We cycle towards the border of Vietnam. We’ve only been to Laos for a short time and part of that time we’ve been sick so it’s hard to get to grips on this country but we’ve enjoyed the short time we’ve been here.
The people of Laos live close to nature. They work hard but meanwhile there is a relaxed atmosphere. Everything seems to slow down here. We are in no hurry and don’t have to be anywhere so we adapt easily. We see how people work. They dry grass feathers for export to China to make brooms, they dry chilli and seaweed which they fish from the rivers to fry and eat. They carry heavy sacks of rice on a rope over their heads, and wicker baskets on their backs with feathers drying elsewhere or other products such as rice. We see people living in wooden houses, cooking on an open fire, washing themselves and their clothes in the river or having a communal tap in the village. People often have their own vegetable garden, sometimes right next to a busy road where trucks race passed. Most people have chickens foraging in their garden and people in the mountains catch rats with a bamboo rat trap for dinner. We see poverty. Children in torn dirty clothes and when we hand them a banana or tangerine while we are eating they snatch it from our hands. We see rubbish heaps on the side of the road being set on fire. We prefer to hold our breath for as long as possible, but when you are cycling you will gasp for air soon enough. Laos has beautiful nature, the people are friendly and the children run or cycle after us… Falang, Falang!! Sabaidee, Sabaidee!! (Foreigner! Hello!)
We enter the Vietnam border. On the one hand we already feel a little homesick for Laos and on the other hand we are looking forward to another new country with a new culture, cuisine and language. So much to discover again.
We descend a long way because the border was at an altitude of 1200 meters. We are immediately welcomed by green rice fields and beautiful views. Everything seems extinct at first. We cycle on and meet Jimmy on the way. He is from Australia and is traveling through Southeast Asia by bicycle. We cycle together to the next city to arrange a SIM card, eat something and find a place to sleep. While we arrange a place to sleep we meet another cyclist, John from America. That evening we eat something together and say goodbye because the next day everyone will go their own way again.
As we cycled into town, we had to get used to all the noise and lights. Here it is very much alive. So much traffic and everyone is honking their horns to indicate they are there. Everywhere is neon light, signs, many colors and flags. Since January 21, it is TET (Tết Nguyên Đán) Vietnamese New Year, which is not very different from Chinese New Year. It falls on the day of the first new moon of the year. This year is the year of the rabbit. Last year was the year of the tiger. We cycled into the country on the 25th, but we will notice that the Vietnamese will celebrate it for days to come.

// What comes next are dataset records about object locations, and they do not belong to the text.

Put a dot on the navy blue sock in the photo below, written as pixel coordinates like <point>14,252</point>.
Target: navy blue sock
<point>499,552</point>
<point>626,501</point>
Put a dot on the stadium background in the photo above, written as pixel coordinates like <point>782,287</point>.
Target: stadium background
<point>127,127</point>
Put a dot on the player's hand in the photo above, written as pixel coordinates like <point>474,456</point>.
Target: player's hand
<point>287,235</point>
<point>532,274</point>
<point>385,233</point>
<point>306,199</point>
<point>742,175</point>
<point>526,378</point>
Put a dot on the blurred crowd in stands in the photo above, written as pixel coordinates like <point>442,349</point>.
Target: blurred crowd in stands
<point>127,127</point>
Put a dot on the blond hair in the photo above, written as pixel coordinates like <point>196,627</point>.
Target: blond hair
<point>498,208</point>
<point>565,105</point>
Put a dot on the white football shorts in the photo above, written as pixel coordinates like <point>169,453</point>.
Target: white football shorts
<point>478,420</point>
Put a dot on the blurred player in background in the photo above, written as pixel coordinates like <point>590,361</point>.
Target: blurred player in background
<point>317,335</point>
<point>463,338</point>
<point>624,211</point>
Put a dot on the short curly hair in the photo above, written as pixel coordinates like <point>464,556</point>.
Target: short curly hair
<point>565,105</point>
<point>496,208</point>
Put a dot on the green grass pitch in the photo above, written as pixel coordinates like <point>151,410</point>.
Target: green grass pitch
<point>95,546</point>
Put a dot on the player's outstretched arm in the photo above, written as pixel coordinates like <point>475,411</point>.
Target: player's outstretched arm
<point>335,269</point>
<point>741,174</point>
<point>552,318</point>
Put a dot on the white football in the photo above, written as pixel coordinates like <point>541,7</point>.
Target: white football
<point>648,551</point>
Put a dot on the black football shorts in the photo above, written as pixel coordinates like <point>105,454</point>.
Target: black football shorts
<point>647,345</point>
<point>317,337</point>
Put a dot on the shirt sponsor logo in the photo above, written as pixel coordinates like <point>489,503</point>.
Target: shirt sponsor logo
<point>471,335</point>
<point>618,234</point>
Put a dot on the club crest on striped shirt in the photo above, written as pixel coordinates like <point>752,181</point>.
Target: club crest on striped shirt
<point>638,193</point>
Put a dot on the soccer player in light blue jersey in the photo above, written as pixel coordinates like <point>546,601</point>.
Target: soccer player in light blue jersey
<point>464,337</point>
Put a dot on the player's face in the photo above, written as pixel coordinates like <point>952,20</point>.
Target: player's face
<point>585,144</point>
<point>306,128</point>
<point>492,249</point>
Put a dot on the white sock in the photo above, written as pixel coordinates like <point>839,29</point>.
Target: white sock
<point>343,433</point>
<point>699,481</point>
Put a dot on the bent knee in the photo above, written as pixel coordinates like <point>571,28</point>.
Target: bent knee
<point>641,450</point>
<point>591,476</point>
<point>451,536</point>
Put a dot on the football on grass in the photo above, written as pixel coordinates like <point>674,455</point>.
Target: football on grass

Everywhere there is loud music, people are drunk, candy is being handed out, there are trees in blossom decorated with lights in the houses. Loud music is also played in the smallest villages. We cycle through beautiful nature and relaxing beautiful places, but then cycle into a village where there is a party. People like us and almost pull us off the bike when they grab us. We can laugh about it but are also happy when we find peace outside the village again. Of course, this is not the case in every village. Most people shout and wave at us and some wave us in. Normally we wouldn’t say no to an invitation so quickly, but we don’t need so many people together who don’t speak English, and most of them are drunk. So we wave back with a smile, say “Xin Chao” (hello) and continue cycling.
We are also often stopped for selfies. Groups of people gather around us and want a selfie one by one. Very occasionally we also get something in return. Two guys on a scooter ask for a selfie so we stop and take a picture with them. A little later when we are cycling, the same guys on the scooter come back with two bottles of ice tea. In any case, since we have been in Vietnam we have received so much food and drinks.
The days are beautiful, we make a lot of altitude meters and it’s tough steep climbs but it’s totally worth it.